The Consumer Price Index (CPI) is a useful measure of inflation in the eurozone. The CPI is calculated by averaging the prices of a basket of goods in an average household.
In the eurozone, the CPI is not the only one to measure inflation. Other types of Economic Indicators are designed to measure market growth, supply and demand figures, and other factors.
The Caixin Purchasing Managers' Index is designed to give attention to smaller companies. It measures nationwide manufacturing activity. This may have a bigger impact than its monetary counterpart, the CPI.
A positive surprise in the USA's GDP will be bearish for the EURUSD. The US economy is the largest in the world.
Inflation is projected to stay high. Prices of non-energy commodities are expected to rise moderately in the next two years. The European Central Bank (ECB) has announced plans to raise interest rates.
The European economy will be affected by a number of key events in the near future. Specifically, there is the possibility of a recession in Europe. A war in Ukraine will also weaken trade and confidence.

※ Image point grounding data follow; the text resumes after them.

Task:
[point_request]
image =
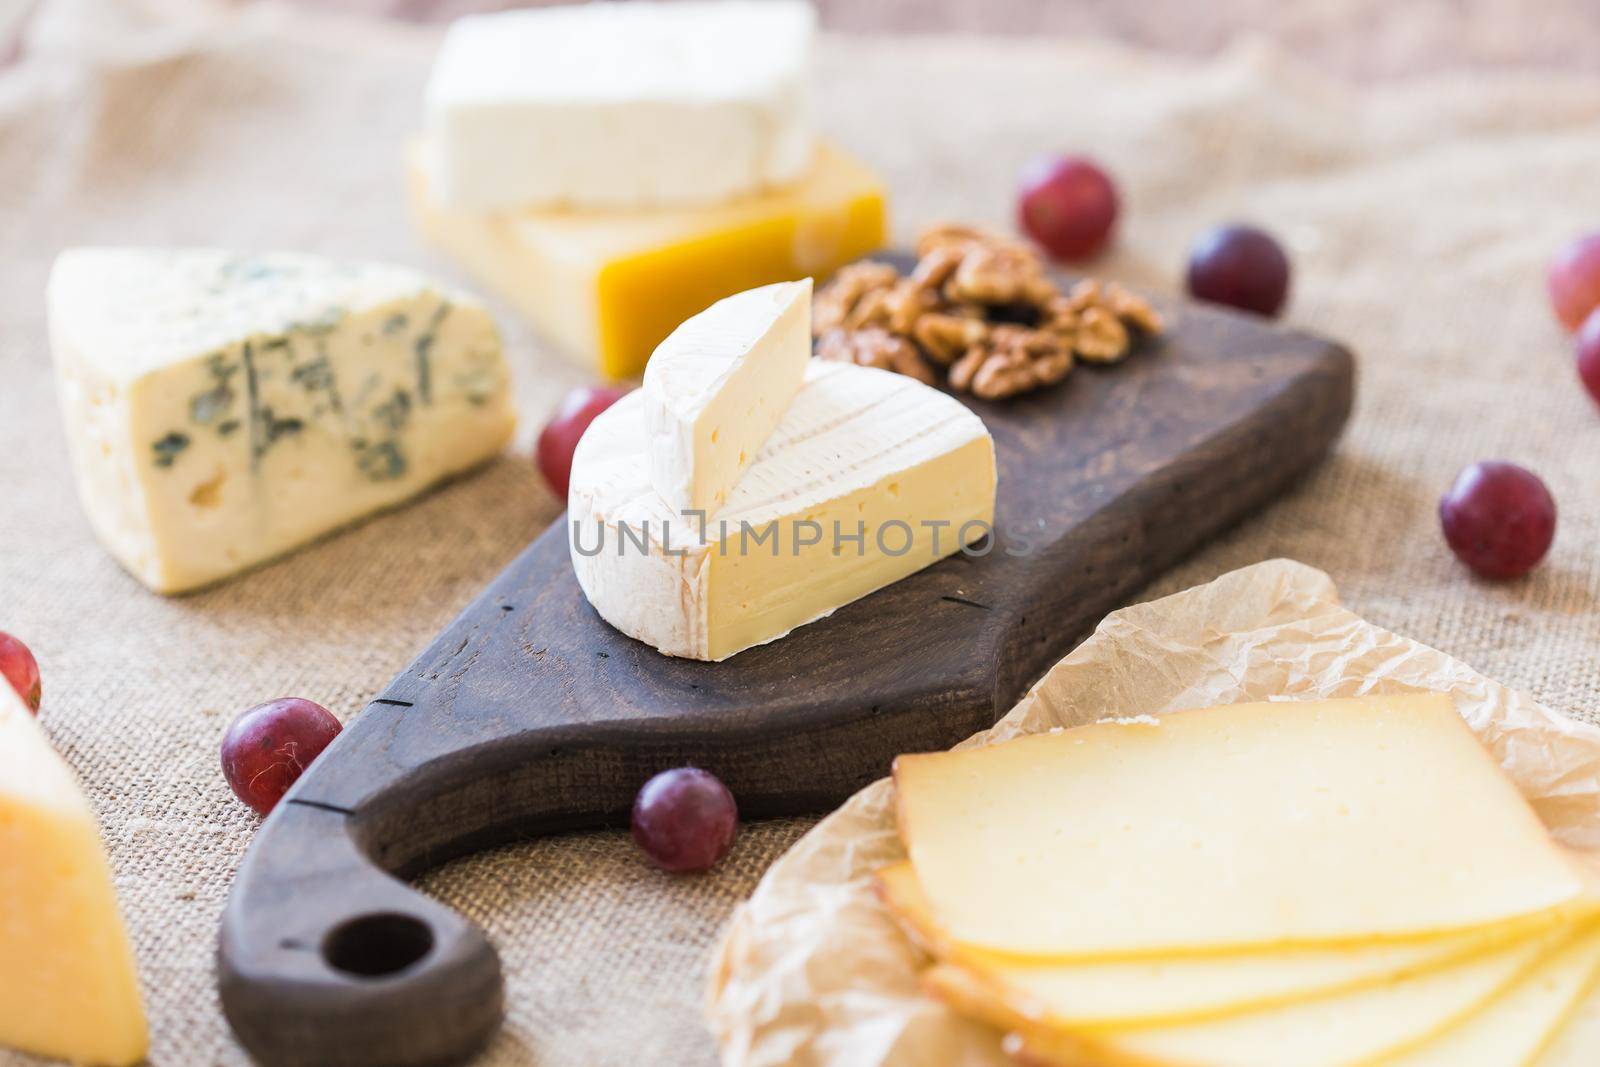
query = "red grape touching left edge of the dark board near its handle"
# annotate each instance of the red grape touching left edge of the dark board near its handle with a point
(271, 745)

The euro's GDP is the most important release in the eurozone this week. In addition, there will be a number of other important economic releases this week. In the coming week, there will be a number of key events in the United Kingdom, France, and Germany. These events will be closely watched, especially in the light of the recent events in China.

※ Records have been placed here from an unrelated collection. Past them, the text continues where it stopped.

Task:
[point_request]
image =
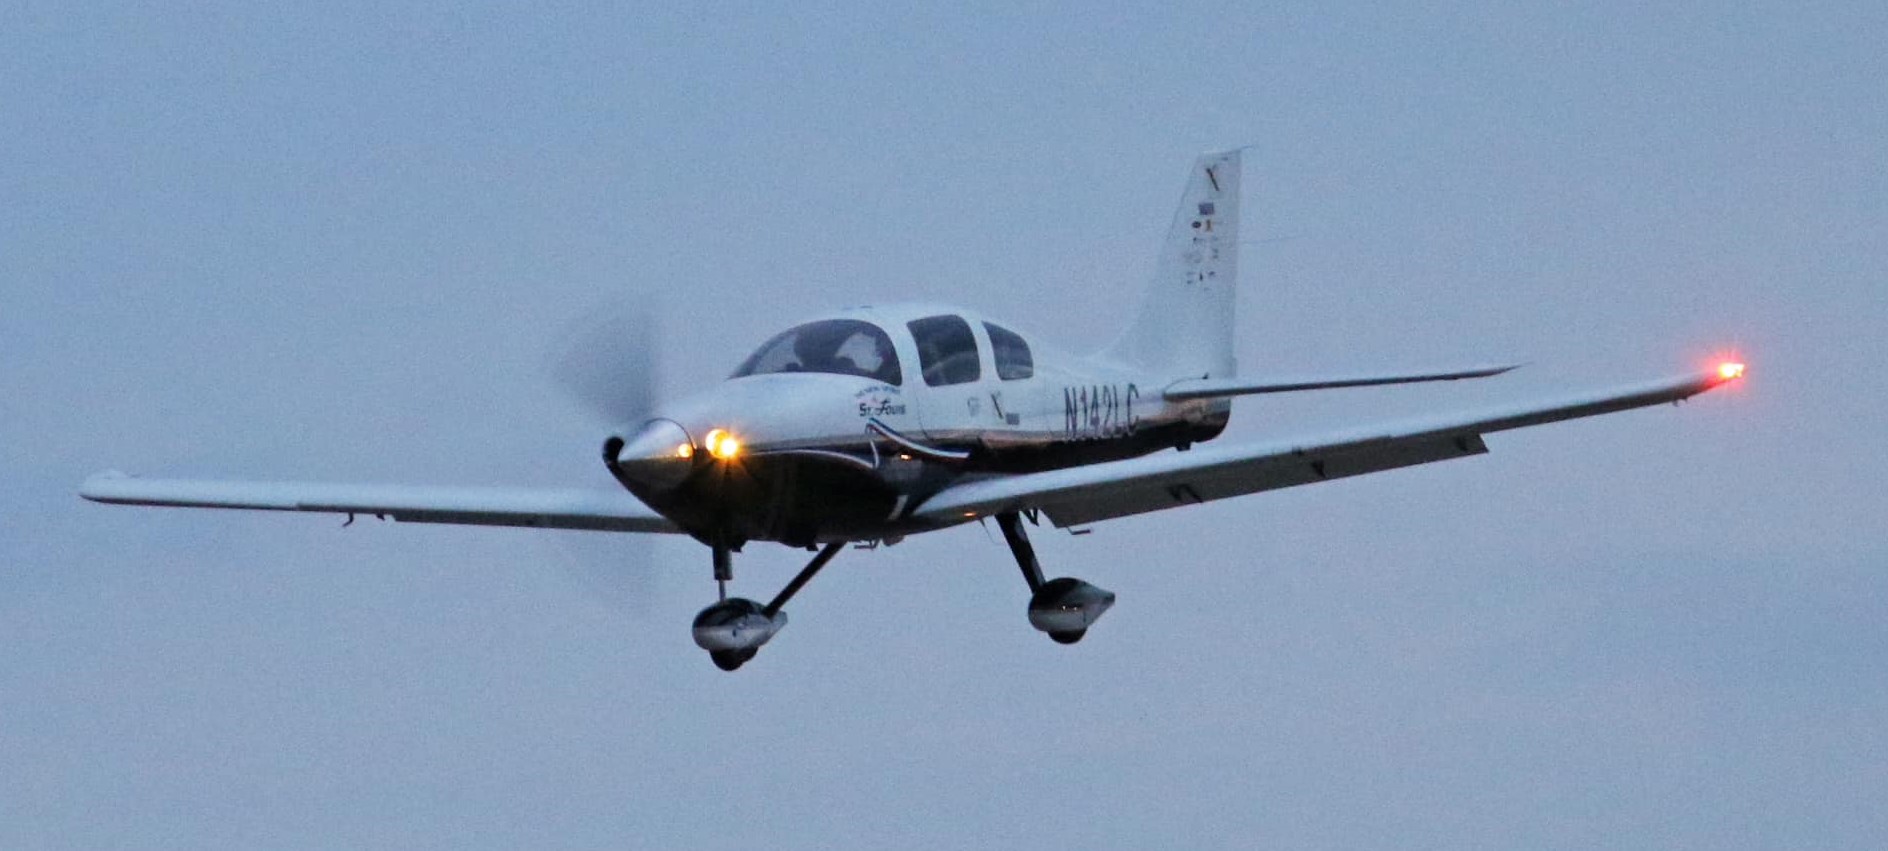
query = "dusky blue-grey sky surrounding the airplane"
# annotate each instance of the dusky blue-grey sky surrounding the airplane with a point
(343, 242)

The UK will have a number of important economic reports in the coming week. These include industrial production, the cost of living crisis, and employment figures. These will be closely monitored to see if they have any impact on the UK economy. There will also be a number of key events in Japan. These include the release of the Q2 GDP and industrial production figures. These will be watched closely for clues to the health of the Japanese economy.

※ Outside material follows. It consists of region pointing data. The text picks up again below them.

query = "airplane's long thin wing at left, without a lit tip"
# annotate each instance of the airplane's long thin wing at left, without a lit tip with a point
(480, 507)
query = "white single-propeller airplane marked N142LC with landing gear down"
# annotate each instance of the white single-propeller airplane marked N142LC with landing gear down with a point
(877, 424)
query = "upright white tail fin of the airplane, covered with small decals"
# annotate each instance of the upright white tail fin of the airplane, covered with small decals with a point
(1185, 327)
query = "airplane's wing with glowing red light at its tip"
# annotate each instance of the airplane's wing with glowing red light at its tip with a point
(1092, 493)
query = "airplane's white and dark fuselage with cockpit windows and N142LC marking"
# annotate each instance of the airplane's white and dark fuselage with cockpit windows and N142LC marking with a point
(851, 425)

Technical indicators to predict a reversal getting started
Using Technical indicators to predict a reversal can transform your trading experience. However, they should be used with other indicators and chart patterns. Then, you can confirm a reversal before exiting a trade. You can also use moving targets to make sure you are entering a reversal.
One of the most common ways to find a reversal is through the Relative Strength Index. This indicator compares closing prices to the previous closing prices to show overbought and oversold levels. If you are a buy low, sell high trader, then RSI is a good indicator to use.
Another indicator to use to predict a reversal is the Moving Average Convergence and Divergence oscillator (MACD). It is made from two moving averages. The longer the moving average, the more periods are used in the calculation. When the indicator falls below the neutral line, you know the trend has shifted.
You can also use Bollinger Bands to find reversals. They are derived from moving averages and have three lines: the middle line is a moving average, and the outer lines are standard deviations of the asset. When price falls below the middle line, it indicates that a reversal is imminent.
A reversal bulge is another indicator to look for. It is similar to the overbought/oversold levels found by the stochastic oscillator. It is defined by a mass index that rises above 27. This indicator is different from the moving average because it does not have a market neutrality. However, it can still be used in a trading range.
You can also use a mass index indicator with other technical indicators. You can put it on the price chart at the bottom and use it with indicators that determine the trend. You will find values of +1 to +12 on the chart. This indicator is based on a mathematical formula. When the mass index rises above 27 and stays above, it indicates that the trend has shifted. When the indicator drops below 27 and stays below, it indicates that the trend has reversed.
You can also use the Relative Strength Index to determine overbought or oversold levels in your currency. The default levels are 70 and 30. However, if you are trading in a currency that is overbought, then you will want to use a lower level.